Global banking regulators Thursday issued a set of principles for national regulators to follow in dealing with banks that are systemically important in their own countries.
In the wake of the financial crisis, which resulted in taxpayer-funded bailouts for a number of large financial firms, policymakers have sought to impose added requirements on banks that are deemed systemically important, and therefore unlikely to be allowed to fail.
Last November, the Basel Committee on Banking Supervision issued rules for banks that are considered systemically important at the global level. On Thursday, it published a framework for dealing with domestic systemically important banks.
“While not all [domestic systemically-important banks] are significant from a global perspective, the failure of such a bank could have a much greater impact on its domestic financial system and economy than that of a non-systemic institution. Some of these banks may have cross-border externalities, even if the effects are not global in nature,” it says.
So, the Basel Committee developed a set of 12 principles on the assessment methodology and the higher loss absorbency requirement for these firms; which, it says, complements the framework for globally significant banks “by focusing on the impact that the distress or failure of banks will have on the domestic economy.”
None of the Canadian banks were deemed systemically important at the global level, at least in the initial assessments. It will be up to local authorities, such as the Office of the Superintendent of Financial Institutions (OSFI), to determine which banks may be considered systemically important at the national level.
The principles published Thursday don’t set a specific level for higher capital requirements, saying that they should be calibrated by local regulators based on the degree of systemic importance. Determining that significance should include considerations such as: size, interconnectedness, competition, and complexity; and it says that regulators should publicly disclose their methodology for assessing the systemic importance of banks in their domestic economy.
“The assessment process used needs to be clearly articulated and made public so as to set up the appropriate incentives for banks to seek to reduce the systemic risk they pose,” it says, adding that this gives banks and others insight into how they can affect their systemic importance score and thereby their added capital requirements.
The framework indicates that the added requirements should be commensurate with the degree of systemic importance. “This is to provide the appropriate incentives to banks which are subject to the [added capital] requirements to reduce (or at least not increase) their systemic importance over time,” it says.
The committee suggests that banks that are identified as systemically important by their national authorities should be required, by their local regulators, to comply with the principles in line with the phase-in arrangements for the global framework (starting in January 2016).

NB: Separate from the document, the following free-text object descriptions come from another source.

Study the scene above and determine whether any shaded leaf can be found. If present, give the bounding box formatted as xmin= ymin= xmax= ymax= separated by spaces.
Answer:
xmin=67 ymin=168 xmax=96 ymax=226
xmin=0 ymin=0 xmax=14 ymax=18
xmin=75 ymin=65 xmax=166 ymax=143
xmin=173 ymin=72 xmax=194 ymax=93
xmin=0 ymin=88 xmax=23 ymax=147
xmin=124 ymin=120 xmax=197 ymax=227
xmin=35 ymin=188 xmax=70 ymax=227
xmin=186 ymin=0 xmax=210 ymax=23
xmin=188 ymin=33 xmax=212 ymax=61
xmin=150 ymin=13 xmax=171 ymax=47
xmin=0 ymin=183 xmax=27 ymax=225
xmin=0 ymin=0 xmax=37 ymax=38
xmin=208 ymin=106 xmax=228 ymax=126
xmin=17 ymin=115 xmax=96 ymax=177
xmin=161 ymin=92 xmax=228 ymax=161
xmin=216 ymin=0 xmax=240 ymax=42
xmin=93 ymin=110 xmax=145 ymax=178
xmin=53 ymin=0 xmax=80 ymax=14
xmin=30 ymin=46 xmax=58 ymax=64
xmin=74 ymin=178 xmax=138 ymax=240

“The impact of the failure of a domestic systemically important bank could be significantly greater than that of a non-systemic institution. The principles developed by the committee address this issue while retaining national flexibility to accommodate the specific characteristics of domestic financial systems,” said Stefan Ingves, chairman of the Basel Committee and Governor of Sveriges Riksbank. “The framework will complement the measures on global systemically important banks announced last year, and contribute to a safer and sounder financial system.”